Los inconformes, quienes señalan directamente al delegado Rogerio Castro como responsable, afirman haber sido despedidos arbitrariamente tras cuestionar las condiciones laborales dentro de la dependencia.

“Predican humanismo y no lo practican”, expresaron los manifestantes, quienes aseguran que el despido fue una represalia por haber cuestionado la demora en el pago de sus salarios y por hacer comentarios críticos en grupos de comunicación internos.

Según los testimonios recabados, aproximadamente 70 trabajadores, conocidos como “servidores de la nación”, han sido víctimas de prácticas de hostigamiento.
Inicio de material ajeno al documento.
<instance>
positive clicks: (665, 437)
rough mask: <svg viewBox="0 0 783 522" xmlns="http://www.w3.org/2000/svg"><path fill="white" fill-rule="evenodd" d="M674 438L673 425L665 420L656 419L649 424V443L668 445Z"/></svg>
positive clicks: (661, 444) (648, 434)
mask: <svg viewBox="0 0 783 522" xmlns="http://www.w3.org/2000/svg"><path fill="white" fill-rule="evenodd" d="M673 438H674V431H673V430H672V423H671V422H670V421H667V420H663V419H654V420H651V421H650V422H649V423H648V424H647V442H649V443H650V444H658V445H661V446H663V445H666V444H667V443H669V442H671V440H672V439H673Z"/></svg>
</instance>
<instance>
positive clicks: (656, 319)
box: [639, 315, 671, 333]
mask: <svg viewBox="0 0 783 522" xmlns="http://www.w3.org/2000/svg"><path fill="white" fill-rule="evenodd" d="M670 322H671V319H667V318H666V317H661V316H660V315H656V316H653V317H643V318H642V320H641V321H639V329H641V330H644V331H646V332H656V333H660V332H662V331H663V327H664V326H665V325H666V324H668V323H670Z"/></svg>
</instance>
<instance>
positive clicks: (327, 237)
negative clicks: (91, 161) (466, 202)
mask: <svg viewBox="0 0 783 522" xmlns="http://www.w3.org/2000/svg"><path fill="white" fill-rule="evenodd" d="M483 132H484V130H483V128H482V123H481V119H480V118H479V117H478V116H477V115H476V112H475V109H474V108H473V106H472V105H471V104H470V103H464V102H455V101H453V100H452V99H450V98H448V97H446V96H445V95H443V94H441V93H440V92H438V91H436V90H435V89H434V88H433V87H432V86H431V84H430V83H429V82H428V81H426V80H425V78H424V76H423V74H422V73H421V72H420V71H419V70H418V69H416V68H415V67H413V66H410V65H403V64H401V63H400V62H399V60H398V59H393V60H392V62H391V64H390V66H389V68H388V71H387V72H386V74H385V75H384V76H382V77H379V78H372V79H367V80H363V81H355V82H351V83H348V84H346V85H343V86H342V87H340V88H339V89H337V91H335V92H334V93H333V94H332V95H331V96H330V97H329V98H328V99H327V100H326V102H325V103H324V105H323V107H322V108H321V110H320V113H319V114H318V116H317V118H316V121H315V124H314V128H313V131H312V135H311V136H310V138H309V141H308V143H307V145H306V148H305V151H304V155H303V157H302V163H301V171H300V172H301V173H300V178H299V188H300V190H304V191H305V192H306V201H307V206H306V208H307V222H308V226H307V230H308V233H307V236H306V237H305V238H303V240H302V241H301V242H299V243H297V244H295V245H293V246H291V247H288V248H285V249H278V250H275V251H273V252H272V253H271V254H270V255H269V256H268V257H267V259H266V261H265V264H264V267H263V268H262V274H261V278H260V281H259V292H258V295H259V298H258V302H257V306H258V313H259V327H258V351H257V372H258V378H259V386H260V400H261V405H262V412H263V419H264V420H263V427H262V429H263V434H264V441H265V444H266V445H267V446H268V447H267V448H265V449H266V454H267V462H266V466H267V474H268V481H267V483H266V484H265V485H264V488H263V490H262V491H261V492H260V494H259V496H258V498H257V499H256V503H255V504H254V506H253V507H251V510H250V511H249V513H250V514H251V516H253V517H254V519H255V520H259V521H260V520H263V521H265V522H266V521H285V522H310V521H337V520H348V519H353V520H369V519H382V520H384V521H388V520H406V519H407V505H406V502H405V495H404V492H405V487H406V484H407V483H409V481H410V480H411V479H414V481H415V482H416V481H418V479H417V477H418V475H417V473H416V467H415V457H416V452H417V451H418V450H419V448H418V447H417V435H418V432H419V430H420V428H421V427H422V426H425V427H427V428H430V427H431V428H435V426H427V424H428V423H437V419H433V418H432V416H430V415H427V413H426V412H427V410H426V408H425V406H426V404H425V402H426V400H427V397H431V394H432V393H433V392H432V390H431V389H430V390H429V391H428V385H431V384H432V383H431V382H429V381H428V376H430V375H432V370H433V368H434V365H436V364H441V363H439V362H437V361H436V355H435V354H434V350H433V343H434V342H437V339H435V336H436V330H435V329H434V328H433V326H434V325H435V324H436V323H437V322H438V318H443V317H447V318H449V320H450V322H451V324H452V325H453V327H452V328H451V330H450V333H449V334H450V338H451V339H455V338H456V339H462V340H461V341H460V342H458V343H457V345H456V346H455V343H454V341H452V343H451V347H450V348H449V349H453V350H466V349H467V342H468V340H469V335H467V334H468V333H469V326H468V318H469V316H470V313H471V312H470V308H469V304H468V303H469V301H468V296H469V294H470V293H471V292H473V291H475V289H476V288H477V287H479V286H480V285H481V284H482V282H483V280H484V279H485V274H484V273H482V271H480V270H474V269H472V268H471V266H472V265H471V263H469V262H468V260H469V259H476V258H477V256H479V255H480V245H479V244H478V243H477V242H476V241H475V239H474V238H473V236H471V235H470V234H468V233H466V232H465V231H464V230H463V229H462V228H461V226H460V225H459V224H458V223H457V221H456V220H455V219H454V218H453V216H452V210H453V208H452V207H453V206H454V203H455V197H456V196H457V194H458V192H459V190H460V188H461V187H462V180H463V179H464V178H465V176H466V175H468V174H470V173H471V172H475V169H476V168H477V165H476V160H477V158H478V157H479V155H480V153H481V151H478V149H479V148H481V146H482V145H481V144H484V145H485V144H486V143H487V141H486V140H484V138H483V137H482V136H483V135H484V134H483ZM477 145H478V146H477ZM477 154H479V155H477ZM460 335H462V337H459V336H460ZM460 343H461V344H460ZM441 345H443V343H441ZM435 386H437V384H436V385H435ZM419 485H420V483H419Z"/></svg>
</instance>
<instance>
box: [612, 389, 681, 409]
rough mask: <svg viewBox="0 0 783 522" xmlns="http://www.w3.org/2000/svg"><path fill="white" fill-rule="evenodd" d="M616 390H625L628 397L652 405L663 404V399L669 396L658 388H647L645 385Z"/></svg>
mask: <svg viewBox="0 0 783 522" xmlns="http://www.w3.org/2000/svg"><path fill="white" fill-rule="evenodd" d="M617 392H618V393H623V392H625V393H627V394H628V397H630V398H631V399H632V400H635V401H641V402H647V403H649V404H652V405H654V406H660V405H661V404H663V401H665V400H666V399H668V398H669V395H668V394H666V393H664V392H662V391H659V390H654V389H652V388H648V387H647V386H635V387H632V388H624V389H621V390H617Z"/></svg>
Entre estas denuncian jornadas laborales de 12 horas sin descanso, incluyendo domingos, supervisiones intimidatorias, y la obligación de permanecer en campo aún en condiciones climatológicas adversas.

“En diciembre nos impusieron una jornada de 12 horas sin descanso, 24/7. Después nos mandaron un aviso de que el equipo del delegado iba a supervisar a los coordinadores y compañeros en campo. Eso es acoso laboral”, denunció uno de los afectados.

Los manifestantes relataron que la situación se agravó cuando, tras el retraso en el pago de sus salarios durante enero y febrero, una trabajadora solicitó ayuda en un grupo de WhatsApp para poder pagar la colegiatura de su hija. Esta acción provocó la molestia del delegado Rogerio Castro, quien, según los denunciantes, eliminó el grupo y tomó represalias contra quienes expresaron su descontento por la falta de apoyo.

“El delegado dijo que ese chat no era para esos asuntos, solo para trabajo. Pero ese chat lo hemos utilizado más de seis años, cuando estaba Joaquín Díaz Mena, y nunca hubo problemas”, explicaron los manifestantes.

Los trabajadores afectados contradicen las declaraciones del delegado Rogerio Castro, quien habría afirmado que no estaba enterado de los despidos y que estos se debieron a una “calificación baja” en su desempeño. “Es mentira. No sabemos de esa calificación, no sabemos qué nos están calificando. En ningún momento nos llamaron”, afirmaron.

Los inconformes recibieron el respaldo de vecinos de la comisaría de Xcumpich, quienes se presentaron en la manifestación para expresar su apoyo. “Estos servidores daban un servicio formidable. Siempre han estado pendientes de explicarles a los adultos mayores todo lo que no entienden, visitan a personas discapacitadas en sus casas”, comentó Gabina Mex, una de las vecinas.

“Nos parece una gran injusticia lo que les están haciendo. Pedimos el mejor trato para ellos”, añadió la ciudadana, quien mencionó que muchos beneficiarios de programas sociales están preocupados por la situación.

Los trabajadores advirtieron que continuarán con su lucha y, de ser necesario, acudirán a la Ciudad de México para que la secretaria Ariadna Montiel y la presidenta conozcan “lo que están haciendo sus delegados, que están imbuidos de poder y se sienten seres superiores que pueden pisotear a la clase trabajadora”.